Data Governance Compliance with Waterline Data
The European Union (EU) published the General Data Protection Regulation (GDPR) in May 2016, and it went into effect on May 25, 2018. Almost immediately we started to see rulings and fines, from smaller cases such as the ICANN internet domain registrations system, to a €50M fine levied against Google, and more recently, a £183M fine levied against British Airways following a data breach. Data privacy regulations have been around for a long time, but suddenly the regulations, and regulators, have teeth, and data governance software is more important than ever before.
GDPR applies to the processing and protection of the personal data of all data subjects, including customers, employees, prospects, and any other people about whom we collect data.
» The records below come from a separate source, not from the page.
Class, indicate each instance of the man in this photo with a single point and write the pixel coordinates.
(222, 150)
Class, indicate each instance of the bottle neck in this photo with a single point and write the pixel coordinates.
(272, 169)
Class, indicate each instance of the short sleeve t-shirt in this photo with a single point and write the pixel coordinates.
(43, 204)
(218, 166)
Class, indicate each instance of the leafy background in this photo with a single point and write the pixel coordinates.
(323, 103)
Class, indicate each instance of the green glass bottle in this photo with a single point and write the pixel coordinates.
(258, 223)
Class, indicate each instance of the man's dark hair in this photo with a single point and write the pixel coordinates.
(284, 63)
The regulation applies to organizations collecting, retaining, and processing information about data subjects who reside in the European Union or Special Member State territories. Non-compliance with GDPR may result in huge fines, which can reach €20M or 4 percent of an organization’s worldwide revenues, whichever is highest.
In addition to GDPR, CCPA and similar data privacy initiatives and other regulations have been enacted, ranging from data residency laws to industry-specific regulations. No one expects the pace of regulations to slow down. A strong data governance program, including utilizing a scalable data governance software platform, is a pivotal part of the landscape for organizations wishing to protect their brand reputation and bottom line. The traditional data governance disciplines of data ownership, metadata management, data quality management, and model governance are critical to GDPR compliance.
Comparing GDPR and CCPA
According to PWC, CCPA is the beginning of “America’s GDPR.” Similar to GDPR, the CCPA will require organizations to focus on user data and provide transparency in how they’re collecting, sharing, and using such data. Certain CCPA requirements overlap with the existing GDPR individual rights requirements, which may give GDPR-ready organizations a jumpstart on building a capability around user-data handling practices.
Over the past decade, Waterline Data has worked with a wide variety of data governance software and management tools that help manage artifacts such as policies, data taxonomy, data owners, critical data elements, and data standards that are equally applied to GDPR, and recently CCPA. However, most current data governance software platforms are useful only at the governance process and policy level. They tell you what kinds of data are sensitive, or what combinations might be considered sensitive, and they provide guidance to data security professionals about whether data should be masked, de-identified, or completely locked down and restricted.
Data governance and management software can tell you what kinds of data should be considered to be sensitive (e.g., national ID, first name, and last name) and what policies to apply when you see that data. However, it assumes you already know where to find it.
At the other end of the spectrum is software at the data security and storage level for masking and de-identifying data. These software platforms help you successfully obfuscate or even lock down access to sensitive data when you see it. They also assume you already know what it looks like and where to find it.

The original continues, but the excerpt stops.